Her bir masalın derinliklerinde gün ışığını yakalayan gözler birikirmiş. Bu gözler günlerin birinde yakaladıkları gün ışıklarını geceyi aydınlatmak için kullanmaya karar vermişler.

Bu yüzden günlerin gecelerinde ise karanlığın ve maviliğinin arasından gün ışığı gözler parıldamış.

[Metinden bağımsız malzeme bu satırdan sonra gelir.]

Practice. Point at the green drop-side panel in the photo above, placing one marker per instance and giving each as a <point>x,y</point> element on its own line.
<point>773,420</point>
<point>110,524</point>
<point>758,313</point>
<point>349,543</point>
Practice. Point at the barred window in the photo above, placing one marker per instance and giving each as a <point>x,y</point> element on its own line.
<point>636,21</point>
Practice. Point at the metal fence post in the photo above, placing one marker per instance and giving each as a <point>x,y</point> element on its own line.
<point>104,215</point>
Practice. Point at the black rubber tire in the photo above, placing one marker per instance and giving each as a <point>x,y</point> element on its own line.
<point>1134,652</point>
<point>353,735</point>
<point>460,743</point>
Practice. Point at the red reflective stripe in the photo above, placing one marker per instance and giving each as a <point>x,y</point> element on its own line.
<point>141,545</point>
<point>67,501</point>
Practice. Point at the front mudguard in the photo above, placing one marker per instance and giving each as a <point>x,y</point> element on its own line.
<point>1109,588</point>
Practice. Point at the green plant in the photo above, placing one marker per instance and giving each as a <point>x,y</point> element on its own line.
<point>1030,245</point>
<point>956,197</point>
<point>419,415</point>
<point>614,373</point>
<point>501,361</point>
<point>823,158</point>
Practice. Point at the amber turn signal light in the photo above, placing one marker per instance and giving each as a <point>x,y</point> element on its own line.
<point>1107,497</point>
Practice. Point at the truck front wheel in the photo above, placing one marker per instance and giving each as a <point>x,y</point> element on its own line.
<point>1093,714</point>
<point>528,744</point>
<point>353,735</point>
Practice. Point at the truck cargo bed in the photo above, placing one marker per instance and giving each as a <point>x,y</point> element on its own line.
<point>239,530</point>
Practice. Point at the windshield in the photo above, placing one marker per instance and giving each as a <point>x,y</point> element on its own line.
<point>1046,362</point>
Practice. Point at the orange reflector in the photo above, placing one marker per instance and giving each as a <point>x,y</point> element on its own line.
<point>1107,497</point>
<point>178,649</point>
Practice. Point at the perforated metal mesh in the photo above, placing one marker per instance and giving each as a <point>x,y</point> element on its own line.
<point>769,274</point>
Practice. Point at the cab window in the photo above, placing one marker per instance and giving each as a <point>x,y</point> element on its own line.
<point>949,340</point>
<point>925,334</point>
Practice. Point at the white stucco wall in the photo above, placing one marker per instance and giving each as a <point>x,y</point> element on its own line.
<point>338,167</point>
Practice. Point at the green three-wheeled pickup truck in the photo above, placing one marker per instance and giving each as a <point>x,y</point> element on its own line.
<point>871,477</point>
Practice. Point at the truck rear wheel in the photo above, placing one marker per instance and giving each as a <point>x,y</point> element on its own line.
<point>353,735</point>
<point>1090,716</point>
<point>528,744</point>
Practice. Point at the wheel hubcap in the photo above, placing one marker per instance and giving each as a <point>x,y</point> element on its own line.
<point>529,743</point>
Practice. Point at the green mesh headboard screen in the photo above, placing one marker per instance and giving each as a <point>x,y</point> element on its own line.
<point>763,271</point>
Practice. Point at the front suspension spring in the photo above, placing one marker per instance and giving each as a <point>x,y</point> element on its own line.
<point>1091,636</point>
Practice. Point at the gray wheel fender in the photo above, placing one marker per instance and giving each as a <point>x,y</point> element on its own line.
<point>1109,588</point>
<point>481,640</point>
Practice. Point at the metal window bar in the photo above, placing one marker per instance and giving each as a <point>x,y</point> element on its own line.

Bu parlaklığın arasından bir çiçek dünyaya gelmiş. Bu çiçek balların sarılığını doğuracak kadar sapsarı, incecik gövdesiyle yıllar boyunca nasıl bir dünyaya geldiğini bilmeden büyümüş. Bu geçen yıllarda da kendini sarsan, kimi zaman yenik düştüğü rüzgârlara istemeden de olsa bir hediyeyi sunar gibi tohumlarını bırakmış.


Özgürleşen tomurcuk tohumlardan biri, bir gün akılların sırlara eremediği zamanlardan birinde eski bir taş meyhanenin içine düşmüş. Tomurcuk tohum, gri taşların arasında yuvarlana yuvarlana bir şarap şişesine çarpıp sessizliğin içinde küçücük kalmış. O sessizliğin sesi olacak kadar incecik bir sesle durmuş. Üzeri; yuvarlanırken geçtiği yolun kirliliği, tozluluğu yüzünden siyahlaşmıştı.


Bu kirli tomurcuk, tohumun ona dokunmasıyla bu anı bekler gibi yüzyıllık uykusundan uyanan şarap şişesi olduğu yerde bir geri bir ileri gitti. Hafifçe tomurcuk tohumdan uzaklaşmak istedi. Şöyle geriye doğru iyice bir gittikten sonra ona döndü.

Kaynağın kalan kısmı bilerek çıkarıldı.